Commit Graph

14 Commits

Author SHA1 Message Date
Steve Yegge
34cf361b2b Add telemetry and observability to daemon (bd-153)
Implement comprehensive metrics collection for the daemon with zero-overhead design:

Features:
- Request metrics: counts, latency percentiles (p50, p95, p99), error rates
- Cache metrics: hit/miss ratios, eviction counts, database connections
- Connection metrics: total, active, rejected connections
- System metrics: memory usage, goroutine count, uptime

Implementation:
- New internal/rpc/metrics.go with Metrics collector
- OpMetrics RPC operation for programmatic access
- 'bd daemon --metrics' command (human-readable and JSON output)
- Lock-free atomic operations for cache/connection metrics
- Copy-and-compute pattern in Snapshot to minimize lock contention
- Deferred metrics recording ensures all requests are tracked

Improvements from code review:
- JSON types use float64 for ms/seconds (not time.Duration)
- Snapshot copies data under short lock, computes outside
- Union of operations from counts and errors maps
- Defensive clamping in percentile calculation
- Defer pattern ensures metrics recorded even on early returns

Documentation updated in README.md with usage examples.

Closes bd-153

Amp-Thread-ID: https://ampcode.com/threads/T-20213187-65c7-47f7-ba21-5234c9e52e26
Co-authored-by: Amp <amp@ampcode.com>
2025-10-19 15:55:55 -07:00
Steve Yegge
c71da4c267 Add resource limits to daemon (bd-152)
Implemented connection limiting, request timeouts, and memory pressure detection:

- Connection limiting with semaphore pattern (default 100 max connections)
- Request timeout enforcement on read/write (default 30s)
- Memory pressure detection with aggressive cache eviction (default 500MB threshold)
- Configurable via environment variables:
  - BEADS_DAEMON_MAX_CONNS
  - BEADS_DAEMON_REQUEST_TIMEOUT
  - BEADS_DAEMON_MEMORY_THRESHOLD_MB
- Health endpoint now exposes active/max connections and memory usage
- Comprehensive test coverage for all limits

This prevents resource exhaustion under heavy load or attack scenarios.

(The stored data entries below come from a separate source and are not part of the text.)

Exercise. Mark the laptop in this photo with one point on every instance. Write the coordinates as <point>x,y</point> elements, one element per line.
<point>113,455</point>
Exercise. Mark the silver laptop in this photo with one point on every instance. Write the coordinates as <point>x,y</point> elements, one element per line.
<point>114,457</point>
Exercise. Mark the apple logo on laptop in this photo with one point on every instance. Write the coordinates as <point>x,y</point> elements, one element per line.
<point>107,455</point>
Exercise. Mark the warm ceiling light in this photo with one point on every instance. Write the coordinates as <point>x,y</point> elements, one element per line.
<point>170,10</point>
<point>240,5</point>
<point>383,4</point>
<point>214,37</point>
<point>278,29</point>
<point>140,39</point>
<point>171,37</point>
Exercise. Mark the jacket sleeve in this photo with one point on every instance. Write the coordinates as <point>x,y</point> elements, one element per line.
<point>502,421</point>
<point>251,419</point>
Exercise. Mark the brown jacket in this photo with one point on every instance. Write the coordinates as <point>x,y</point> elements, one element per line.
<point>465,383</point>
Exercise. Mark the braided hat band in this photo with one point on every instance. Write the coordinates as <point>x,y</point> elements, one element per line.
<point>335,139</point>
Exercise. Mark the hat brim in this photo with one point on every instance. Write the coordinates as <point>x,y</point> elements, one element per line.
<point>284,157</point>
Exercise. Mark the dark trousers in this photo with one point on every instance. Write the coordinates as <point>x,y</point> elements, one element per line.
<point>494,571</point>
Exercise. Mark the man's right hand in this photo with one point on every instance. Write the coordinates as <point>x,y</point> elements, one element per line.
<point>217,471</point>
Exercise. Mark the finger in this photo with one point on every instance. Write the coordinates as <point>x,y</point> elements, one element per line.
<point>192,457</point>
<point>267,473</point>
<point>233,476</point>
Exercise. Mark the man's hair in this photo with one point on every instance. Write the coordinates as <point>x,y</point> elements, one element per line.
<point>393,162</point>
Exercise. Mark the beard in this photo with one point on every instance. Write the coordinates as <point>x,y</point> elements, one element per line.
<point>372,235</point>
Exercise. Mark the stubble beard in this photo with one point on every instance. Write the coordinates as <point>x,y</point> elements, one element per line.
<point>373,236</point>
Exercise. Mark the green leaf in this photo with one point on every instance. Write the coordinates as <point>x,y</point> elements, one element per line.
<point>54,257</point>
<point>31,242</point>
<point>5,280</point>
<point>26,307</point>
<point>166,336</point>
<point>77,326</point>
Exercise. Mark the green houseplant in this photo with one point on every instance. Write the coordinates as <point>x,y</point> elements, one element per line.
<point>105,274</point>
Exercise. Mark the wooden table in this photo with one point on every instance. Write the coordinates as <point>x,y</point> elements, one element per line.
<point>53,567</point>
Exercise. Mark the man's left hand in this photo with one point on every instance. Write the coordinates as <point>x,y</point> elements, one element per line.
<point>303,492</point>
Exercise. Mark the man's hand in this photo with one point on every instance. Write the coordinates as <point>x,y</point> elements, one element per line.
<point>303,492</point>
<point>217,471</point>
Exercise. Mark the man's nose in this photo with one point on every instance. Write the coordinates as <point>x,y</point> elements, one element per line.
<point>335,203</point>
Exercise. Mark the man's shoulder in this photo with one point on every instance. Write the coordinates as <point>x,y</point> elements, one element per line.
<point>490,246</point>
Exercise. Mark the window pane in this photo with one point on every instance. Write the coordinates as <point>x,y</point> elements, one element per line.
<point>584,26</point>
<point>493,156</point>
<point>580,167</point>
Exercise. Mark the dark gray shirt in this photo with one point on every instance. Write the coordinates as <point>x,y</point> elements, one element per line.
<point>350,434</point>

Amp-Thread-ID: https://ampcode.com/threads/T-44d1817a-3709-4f1d-a27a-78bb2fa4d3dc
Co-authored-by: Amp <amp@ampcode.com>
2025-10-19 13:22:23 -07:00
Steve Yegge
5aa7658433 Fix race condition in TestSocketCleanup by protecting listener access with mutex
Fixes bd-160

The race was between Start() writing s.listener and Stop() reading it.
Now all listener access is protected by the server mutex:
- Start() stores listener under lock after creation
- Accept loop reads listener under RLock
- Stop() closes listener under lock

All RPC tests now pass with -race flag.
2025-10-19 09:14:37 -07:00
Steve Yegge
22daa12665 Add daemon fallback visibility and version compatibility checks
Implemented bd-150: Improve daemon fallback visibility and user feedback
- Added DaemonStatus struct to track connection state
- Enhanced BD_DEBUG logging with detailed diagnostics and timing
- Added BD_VERBOSE mode with actionable warnings when falling back
- Implemented health checks before using daemon
- Clear fallback reasons: connect_failed, health_failed, auto_start_disabled, auto_start_failed, flag_no_daemon
- Updated documentation

Implemented bd-151: Add version compatibility checks for daemon RPC protocol
- Added ClientVersion field to RPC Request struct
- Client sends version (0.9.10) in all requests
- Server validates version compatibility using semver:
  - Major version must match
  - Daemon >= client for backward compatibility
  - Clear error messages with directional hints (upgrade daemon vs upgrade client)
- Added ClientVersion and Compatible fields to HealthResponse
- Implemented 'bd version --daemon' command to check compatibility
- Fixed batch operations to propagate ClientVersion for proper checks
- Updated documentation with version compatibility section

Code review improvements:
- Propagate ClientVersion in batch sub-requests
- Directional error messages based on which side is older
- Made ServerVersion a var for future unification

Amp-Thread-ID: https://ampcode.com/threads/T-b5fe36b8-c065-44a9-a55b-582573671609
Co-authored-by: Amp <amp@ampcode.com>
2025-10-19 08:04:48 -07:00
Steve Yegge
bb13f4634b Fix daemon crash recovery race conditions (bd-147)
Improvements based on oracle code review:
- Move socket cleanup AFTER lock acquisition (prevents unlinking live sockets)
- Add PID liveness check before removing stale socket
- Add stale lock detection with retry mechanism
- Tighten directory permissions to 0700 for security
- Improve socket readiness probing with shorter timeouts
- Make removeOldSocket() ignore ENOENT errors

Fixes race condition where socket could be removed during daemon startup window,
potentially orphaning a running daemon process.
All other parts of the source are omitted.